İlimle ibadetler arasındaki ilişkiye baktığımız zaman, kişinin ibadetleri farklı bir dizayn gösterir. Şu anda bütün dünyada İslam âleminde, sadece İslâm’ın 5 tane şartı tatbik edilir. Ve genel inanç odur ki, zannedilir ki bu 5 şartı gerçekleştiren doğru posta cennete gider ve ibadetler hep bu seviyede kalacaktır. Bunlar gerçek ilmin sahibi değillerdir. Cehennemden kurtulmaları da mümkün değildir. Ama kim Allah’a ulaşmayı dilerse, o noktadan itibaren o kişi gerçek ilmin sahibidir. Çünkü Allahû Tealâ’nın söylediği: "Allah, onları onların ilimleri üzere dalâlette bırakır." dediği insanlar Allah’a ulaşmayı dilemedikleri için görme hassaları, işitme hassaları ve idrak hassaları Allahû Tealâ tarafından mühürlenmiş olan insanlardır. Allah’a ulaşmayı dilemedikleri için. Öyleyse, ilmin ibadetlerle muhtevasını tayin ettiğimiz zaman, bir ilim sahipleri olduğunu zanneden, aslında ilimsizler var. Onlar Allah’ın âyetlerinden gâfil oldukları için Allah onlara ilimsiz diyor, onları dalâlette bırakıyor ilimleri üzere. Onlar Allah’ın âyetlerinden gâfillerdir. Kimler bu insanlar? Allah’a ulaşmayı dilemeyenler. Dilemedikleri için ilmin geri kalanından hiçbir zaman nasiplerini alamayacaklardır ve ilim sahibi hiçbir zaman olamayacaklardır. İlimleri Allah’ın âyetlerinden gâfil bir ilim olarak ömürleri boyunca devam edecektir.

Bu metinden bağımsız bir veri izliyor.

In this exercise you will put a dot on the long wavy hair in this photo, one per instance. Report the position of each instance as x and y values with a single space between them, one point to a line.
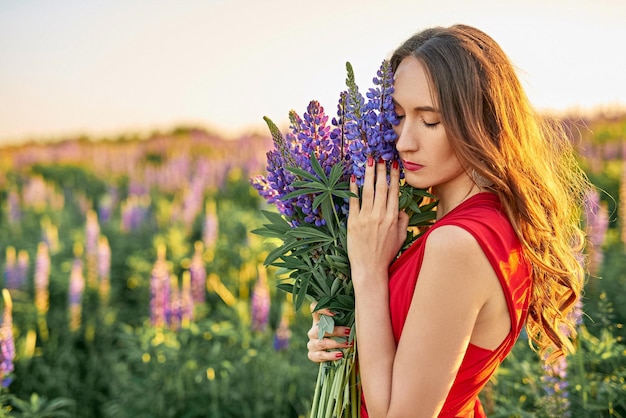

C-  Mürşidle hidayet arasındaki ilişkiyi bizlere açıklar mısınız?

Bir insan Allah’a ulaşmayı diler, Allahû Tealâ ona furkanlar ve furkan verir. Tebliğe muhatap olduğu anda "evet" demişse, bir tek furkan verecektir, onun kalbine ihbat koyacaktır. Ve bu kişi gören, işiten ve idrak eden biri olarak Allah’tan mürşidini dileyecektir. Allah onu mutlaka mürşidine olaştıracaktır. Tâbiiyetinden sonra da ruhunu Allah’a ulaştıracaktır.

Öyleyse, seyr-i sülûk mürşide ulaşıldığında başlar. Mürşide ulaşmadan evvel insan, birinci kurtuluşunu sağlamıştır. Allah’a ulaşmayı dilemişse mutlaka birinci kat cenneti elde etmiştir. Mürşidine ulaşamadan ölürse birinci kat cennete mutlaka girer. Herkes. Allah’a ulaşmayı dileyen, şu kalbinden Allah’a ulaşmayı dileyen herkes mürşidine ulaşmadan ölürse mutlaka Allah’ın cennetine girer, birinci kat cennet. Mürşidine ulaştığı zaman ikinci kat cennet elde edilir. Ruhu Allah’a ulaştırdığı zaman bu kişi, üçüncü kat cenneti elde eder.  Allah’ın garantisi buraya kadardır. Bu noktadaki 33000 zikrinin artışı devam ederse; 35000, 37000 diye artışı devam ederse, bu kişi daha sonra fizik vücudunu Allah’a teslim edecektir. Daha sonra nefsini teslim edecektir. Daha sonra iradesini Allah’a teslim edecektir. Bu ruhun teslimi, fizik vücudun teslimi, nefsin teslimi, iradenin teslimi, hepsi mürşide ulaştıktan sonraki safhalardır. Öyleyse mürşide ulaşmadan evvel insanlar, Allah’a ulaşmayı diledikleri taktirde sadece birinci hidayetin sahibi olabilirler. Ve ölürlerse hidayette olarak ölürler. Ama hidayetin geri kalan 6 safhası da mürşide ulaşmak noktasından itibaren tahakkuk eder. Kişi onları ancak mürşide ulaştıktan sonra elde edebilir.